AODA Customer Service Training
Who Needs Training?
People who must receive training include:
Every person who interacts with the public or third parties as a representative of the provider must receive AODA customer service training. For instance, some workers who interact with the public or third parties are:
- Sales people
- Receptionists or guest services personnel
- Servers and hosts in restaurants
Moreover, some workers’ job descriptions do not involve dealing with the public. However, in practice, some of these workers, such as security guards or cleaning staff, encounter the public regularly. Therefore, these workers must receive training.
In addition, workers responsible for developing, approving, or reviewing customer service policies, procedures, or practices must have training. For example, some workers responsible for policy development are:
- Managers who draft procedures
- Directors who sign off on all policies before their companies use them
- Anyone involved in updating old policies
This requirement ensures that employers will have the awareness to create or update policies in ways that make them accessible.
When must workers be trained?
Workers must be trained as soon as possible after they are hired. Furthermore, workers must have training whenever their organizations’ AODA customer service policies are updated. In addition, all public-sector organizations and private sector organizations with twenty or more workers must document every time they train workers. Documentation must detail how many workers received training and the date the training took place.
What should workers be trained about?
Training must cover the following topics:
- The purpose of the AODA
- Requirements of the Customer Service Standard
- How to communicate with customers who have various disabilities
- How to interact with customers who have:
- Service animals
- Support persons
- Assistive devices
- How to use any devices or equipment the provider may have to help customers access goods or services
- How to assist a customer having difficulty accessing goods or services
What format should training be in?
Organizations can choose how to train their workers. They may:
- Have workshops specifically for AODA training
- Incorporate AODA training into other training sessions for new workers
Moreover, providers may train workers using various formats, including:
- Interactive workshops
- Classroom settings
- Online courses
The variety of training options allows organizations to integrate AODA training into their other on-boarding and training procedures. It also ensures that providers can create their own training that relates AODA principles to the day-to-day activities in their organizations. For instance, libraries may provide hands-on training on what to do if patrons with disabilities have difficulty using assistive computer technology. In another example, restaurants may receive training on communicating that may include reading menus aloud or taking orders in writing.

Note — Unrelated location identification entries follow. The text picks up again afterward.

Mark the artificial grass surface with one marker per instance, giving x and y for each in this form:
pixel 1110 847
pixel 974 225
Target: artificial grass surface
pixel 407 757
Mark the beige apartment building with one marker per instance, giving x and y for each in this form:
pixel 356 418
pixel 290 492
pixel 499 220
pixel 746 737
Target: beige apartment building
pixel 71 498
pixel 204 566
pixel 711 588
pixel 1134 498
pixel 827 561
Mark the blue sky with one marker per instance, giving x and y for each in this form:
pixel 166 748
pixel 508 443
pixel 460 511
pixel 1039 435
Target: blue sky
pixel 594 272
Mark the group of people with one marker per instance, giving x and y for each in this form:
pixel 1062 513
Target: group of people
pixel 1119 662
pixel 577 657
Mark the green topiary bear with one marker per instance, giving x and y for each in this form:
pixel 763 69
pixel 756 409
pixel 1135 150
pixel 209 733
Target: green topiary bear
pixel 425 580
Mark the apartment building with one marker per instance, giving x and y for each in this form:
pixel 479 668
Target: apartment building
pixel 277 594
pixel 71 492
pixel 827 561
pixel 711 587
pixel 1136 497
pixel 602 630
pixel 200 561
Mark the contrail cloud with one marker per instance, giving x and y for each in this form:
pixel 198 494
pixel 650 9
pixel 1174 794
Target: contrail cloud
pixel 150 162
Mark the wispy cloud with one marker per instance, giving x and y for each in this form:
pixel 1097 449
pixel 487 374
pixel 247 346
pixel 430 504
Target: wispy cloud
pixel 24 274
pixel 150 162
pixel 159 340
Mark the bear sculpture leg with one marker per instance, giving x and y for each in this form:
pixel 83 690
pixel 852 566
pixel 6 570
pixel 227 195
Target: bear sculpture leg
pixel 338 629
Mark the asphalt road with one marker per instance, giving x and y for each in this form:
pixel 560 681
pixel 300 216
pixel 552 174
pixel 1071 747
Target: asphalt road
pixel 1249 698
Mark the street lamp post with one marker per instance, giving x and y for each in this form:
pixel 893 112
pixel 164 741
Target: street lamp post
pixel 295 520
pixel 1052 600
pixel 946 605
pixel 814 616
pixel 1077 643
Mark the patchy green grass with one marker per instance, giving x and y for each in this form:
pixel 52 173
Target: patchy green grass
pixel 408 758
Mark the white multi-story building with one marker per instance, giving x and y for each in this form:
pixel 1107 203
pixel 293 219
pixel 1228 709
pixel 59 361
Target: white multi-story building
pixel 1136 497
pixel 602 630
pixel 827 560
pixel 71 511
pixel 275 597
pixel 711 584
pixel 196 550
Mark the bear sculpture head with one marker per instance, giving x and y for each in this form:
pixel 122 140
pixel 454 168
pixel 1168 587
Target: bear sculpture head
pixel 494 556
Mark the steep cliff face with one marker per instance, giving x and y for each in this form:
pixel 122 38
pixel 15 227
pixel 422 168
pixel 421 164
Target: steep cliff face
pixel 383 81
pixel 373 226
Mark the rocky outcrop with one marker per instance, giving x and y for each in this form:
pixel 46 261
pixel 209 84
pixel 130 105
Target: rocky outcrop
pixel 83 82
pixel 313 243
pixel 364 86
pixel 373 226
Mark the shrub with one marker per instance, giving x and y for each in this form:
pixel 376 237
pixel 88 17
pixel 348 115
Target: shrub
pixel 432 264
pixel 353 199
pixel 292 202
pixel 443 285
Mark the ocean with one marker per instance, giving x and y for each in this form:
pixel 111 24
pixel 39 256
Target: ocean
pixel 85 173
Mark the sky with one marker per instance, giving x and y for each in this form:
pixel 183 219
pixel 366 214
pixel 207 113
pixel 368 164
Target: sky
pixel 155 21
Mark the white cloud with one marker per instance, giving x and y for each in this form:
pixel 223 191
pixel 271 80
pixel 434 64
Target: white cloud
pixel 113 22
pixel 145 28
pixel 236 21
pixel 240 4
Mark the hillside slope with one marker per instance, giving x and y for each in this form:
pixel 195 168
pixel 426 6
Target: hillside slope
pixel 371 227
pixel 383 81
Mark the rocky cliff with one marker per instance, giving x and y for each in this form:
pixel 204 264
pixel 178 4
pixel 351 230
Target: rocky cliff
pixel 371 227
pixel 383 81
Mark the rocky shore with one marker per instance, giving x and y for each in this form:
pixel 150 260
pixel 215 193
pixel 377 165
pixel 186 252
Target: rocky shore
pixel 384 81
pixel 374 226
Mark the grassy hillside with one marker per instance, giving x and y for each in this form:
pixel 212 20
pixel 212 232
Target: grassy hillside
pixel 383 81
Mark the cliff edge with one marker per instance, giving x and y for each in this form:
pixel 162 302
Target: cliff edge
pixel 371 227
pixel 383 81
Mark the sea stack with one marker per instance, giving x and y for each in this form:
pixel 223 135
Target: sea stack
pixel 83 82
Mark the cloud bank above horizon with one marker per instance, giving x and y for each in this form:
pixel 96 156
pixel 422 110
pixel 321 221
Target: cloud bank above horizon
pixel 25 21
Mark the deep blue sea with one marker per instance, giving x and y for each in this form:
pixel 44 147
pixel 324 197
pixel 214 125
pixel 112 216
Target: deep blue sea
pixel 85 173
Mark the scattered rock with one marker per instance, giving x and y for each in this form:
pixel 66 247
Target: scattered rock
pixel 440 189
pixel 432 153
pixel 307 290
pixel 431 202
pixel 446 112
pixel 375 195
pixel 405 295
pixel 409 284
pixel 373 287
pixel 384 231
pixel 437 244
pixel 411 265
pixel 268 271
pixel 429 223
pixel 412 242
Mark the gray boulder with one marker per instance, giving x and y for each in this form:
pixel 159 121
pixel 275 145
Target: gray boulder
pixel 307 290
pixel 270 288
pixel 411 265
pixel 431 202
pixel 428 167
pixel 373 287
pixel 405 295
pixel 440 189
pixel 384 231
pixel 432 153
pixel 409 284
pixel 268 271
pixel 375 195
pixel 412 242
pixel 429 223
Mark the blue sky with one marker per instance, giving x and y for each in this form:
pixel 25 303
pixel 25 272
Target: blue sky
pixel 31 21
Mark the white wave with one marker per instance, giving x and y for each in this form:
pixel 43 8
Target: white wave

However, this variety may create differences in the quality of the training workers receive. For instance, the different possible formats lend themselves to different levels of knowledge. A worker who attends a classroom session on accessibility will talk about course content with other trainees. This worker will likely gain much more understanding than a worker who is given a handout and does not look at it again. Moreover, there is no test requirement or other way of evaluating that a trainee has fully understood what accessibility means in their sector. Since customers with disabilities are increasing, AODA customer service training must meet these customers’ needs.